Share this article on:

Run kidney, run: lifestyle interventions in the prevention of kidney disease

Jordan, Jensa; Grassi, Guidob

doi: 10.1097/HJH.0b013e3283435af0
Editorial commentaries

aInstitute for Clinical Pharmacology, Medical School Hannover, Hannover, Germany

bClinica Medica, University of Milano-Bicocca, Ospedale San Gerardo, Monza, Milan, Italy

Correspondence to Professor Jens Jordan, Institute of Clinical Pharmacology, Medical School Hannover, Carl-Neuberg-Straße 1, 30625 Hannover, Germany E-mail:,

Back to Top | Article Outline


Obesity, particularly visceral obesity, predisposes to arterial hypertension, insulin resistance and overt type 2 diabetes mellitus, dyslipidemia, and low-grade systemic inflammation. However, expression of these cardiovascular and metabolic risk factors varies markedly between obese individuals. Some obese patients show normal blood pressure readings and are metabolically healthy. In others, modest adiposity drives an increase in cardiovascular and metabolic risk. Metabolic syndrome diagnostic criteria are useful in identifying the high-risk subgroup in the clinic. The kidney contains delicate and highly specialized blood vessels receiving approximately 20% of resting cardiac output. No surprise, the kidney vasculature is an important target for many cardiovascular and metabolic risk factors, including the metabolic syndrome. We will briefly review evidence suggesting that obesity and the metabolic syndrome increase the risk for renal disease, that renal disease heralds cardiovascular risk, and that lifestyle interventions hold promise in the prevention of renal disease progression. The facts that obesity and the metabolic syndrome confer increased renal risk and that renal disease is an important cardiovascular risk factor have been firmly established. What to do about these risks is less well studied. The study by Straznicky et al. [1] suggests that comprehensive lifestyle interventions may be beneficial in this setting. Moreover, the study suggests mechanisms that could mediate beneficial effects on the kidney and cardiovascular system in the long-term.
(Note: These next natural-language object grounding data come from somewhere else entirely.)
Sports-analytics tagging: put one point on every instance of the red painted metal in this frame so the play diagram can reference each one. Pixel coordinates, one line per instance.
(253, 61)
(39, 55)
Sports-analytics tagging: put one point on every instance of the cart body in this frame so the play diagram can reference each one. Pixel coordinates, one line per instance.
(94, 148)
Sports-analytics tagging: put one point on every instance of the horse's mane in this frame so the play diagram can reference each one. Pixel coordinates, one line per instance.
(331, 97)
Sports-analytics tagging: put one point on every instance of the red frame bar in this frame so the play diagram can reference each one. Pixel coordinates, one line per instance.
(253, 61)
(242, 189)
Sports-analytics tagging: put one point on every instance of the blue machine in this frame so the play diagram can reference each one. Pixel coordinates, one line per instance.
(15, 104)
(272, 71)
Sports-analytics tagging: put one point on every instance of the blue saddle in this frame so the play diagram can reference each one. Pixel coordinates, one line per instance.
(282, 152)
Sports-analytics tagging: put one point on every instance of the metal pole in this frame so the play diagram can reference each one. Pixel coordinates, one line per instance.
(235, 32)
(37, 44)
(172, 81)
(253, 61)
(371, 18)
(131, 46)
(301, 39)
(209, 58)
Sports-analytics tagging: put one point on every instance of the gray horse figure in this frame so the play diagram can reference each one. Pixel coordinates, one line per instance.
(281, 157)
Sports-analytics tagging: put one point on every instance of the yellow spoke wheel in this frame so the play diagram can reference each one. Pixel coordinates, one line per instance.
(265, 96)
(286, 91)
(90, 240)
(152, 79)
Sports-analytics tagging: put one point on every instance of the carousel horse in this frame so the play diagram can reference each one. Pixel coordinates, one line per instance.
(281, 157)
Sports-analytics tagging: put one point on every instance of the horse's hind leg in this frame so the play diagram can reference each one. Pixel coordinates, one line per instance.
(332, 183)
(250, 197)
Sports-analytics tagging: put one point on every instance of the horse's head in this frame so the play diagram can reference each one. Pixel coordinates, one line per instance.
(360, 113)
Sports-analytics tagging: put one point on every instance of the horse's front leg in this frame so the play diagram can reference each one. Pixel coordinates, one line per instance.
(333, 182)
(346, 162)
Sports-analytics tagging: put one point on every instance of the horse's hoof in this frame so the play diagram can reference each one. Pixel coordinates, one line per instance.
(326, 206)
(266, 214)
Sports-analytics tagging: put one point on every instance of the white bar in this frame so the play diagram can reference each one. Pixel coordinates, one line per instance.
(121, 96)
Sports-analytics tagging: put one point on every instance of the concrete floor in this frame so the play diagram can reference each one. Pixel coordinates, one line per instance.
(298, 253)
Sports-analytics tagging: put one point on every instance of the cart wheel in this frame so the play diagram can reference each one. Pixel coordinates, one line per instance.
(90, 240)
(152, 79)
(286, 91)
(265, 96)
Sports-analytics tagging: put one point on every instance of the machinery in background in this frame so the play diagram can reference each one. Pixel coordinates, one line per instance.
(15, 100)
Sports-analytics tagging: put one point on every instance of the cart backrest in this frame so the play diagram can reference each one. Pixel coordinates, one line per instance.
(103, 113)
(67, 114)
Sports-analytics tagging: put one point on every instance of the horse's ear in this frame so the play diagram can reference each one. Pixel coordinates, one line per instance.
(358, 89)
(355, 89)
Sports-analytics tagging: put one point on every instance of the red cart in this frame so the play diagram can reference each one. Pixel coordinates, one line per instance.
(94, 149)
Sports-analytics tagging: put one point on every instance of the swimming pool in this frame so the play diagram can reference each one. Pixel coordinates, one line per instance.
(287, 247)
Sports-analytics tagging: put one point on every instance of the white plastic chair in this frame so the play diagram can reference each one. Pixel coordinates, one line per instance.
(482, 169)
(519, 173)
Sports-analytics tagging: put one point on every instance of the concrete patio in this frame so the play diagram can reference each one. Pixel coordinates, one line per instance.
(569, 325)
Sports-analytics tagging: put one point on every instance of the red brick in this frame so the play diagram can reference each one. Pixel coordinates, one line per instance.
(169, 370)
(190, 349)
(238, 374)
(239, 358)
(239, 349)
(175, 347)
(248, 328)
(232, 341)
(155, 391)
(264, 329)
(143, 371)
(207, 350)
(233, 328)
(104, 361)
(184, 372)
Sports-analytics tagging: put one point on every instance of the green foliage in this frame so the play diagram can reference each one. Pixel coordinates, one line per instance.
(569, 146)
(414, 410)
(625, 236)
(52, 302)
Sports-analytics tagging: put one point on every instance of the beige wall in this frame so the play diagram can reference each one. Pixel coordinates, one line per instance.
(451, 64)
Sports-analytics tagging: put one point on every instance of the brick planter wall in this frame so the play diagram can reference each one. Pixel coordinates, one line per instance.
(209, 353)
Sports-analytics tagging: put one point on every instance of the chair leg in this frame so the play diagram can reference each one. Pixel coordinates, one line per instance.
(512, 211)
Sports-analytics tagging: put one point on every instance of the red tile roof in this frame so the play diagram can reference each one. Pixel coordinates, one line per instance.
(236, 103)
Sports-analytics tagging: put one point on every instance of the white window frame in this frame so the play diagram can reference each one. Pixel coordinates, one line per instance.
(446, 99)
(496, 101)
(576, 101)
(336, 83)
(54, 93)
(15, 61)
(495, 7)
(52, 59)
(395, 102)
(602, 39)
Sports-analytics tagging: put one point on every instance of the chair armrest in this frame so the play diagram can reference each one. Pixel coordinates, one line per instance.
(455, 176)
Back to Top | Article Outline

Increased risk for renal disease in obesity and metabolic syndrome

Pathophysiological and epidemiological studies suggest that obesity and metabolic syndrome appear to be renal risk factors throughout the transition from subclinical early stages to end-stage renal disease requiring dialysis or renal transplantation. In addition to increasing the risk for arterial hypertension and diabetes mellitus, obesity elicits an activation of the sympathetic nervous system and the renin–angiotensin system in many patients [2–4]. The neurohumoral activation contributes to arterial hypertension and may elicit vascular damage in the kidney and elsewhere in the body [5].

Early stage microvascular disease, which is difficult to diagnose in many other tissues, can easily be detected by analyzing urine samples for albumin. Excessive urinary albumin excretion indicates disordered endothelial barrier function in the kidney and elsewhere in the body. However, observations in morbidly obese individuals suggest that histological lesions resembling those of early diabetic nephropathy may occur even before the appearance of microalbuminuria [6]. Early on, spared glomerular capillaries maintain filtration rate limiting the utility of creatinine clearance estimates in diagnosing early renal disease. As more and more glomerular vessels are damaged, filtration declines, signaling later stage renal as well as systemic microvascular disease. The Prevention of Renal and Vascular ENd-stage Disease (PREVEND) study showed a positive correlation between urinary albumin excretion and BMI [7]. Remarkably, the relationship was more pronounced in men compared with women.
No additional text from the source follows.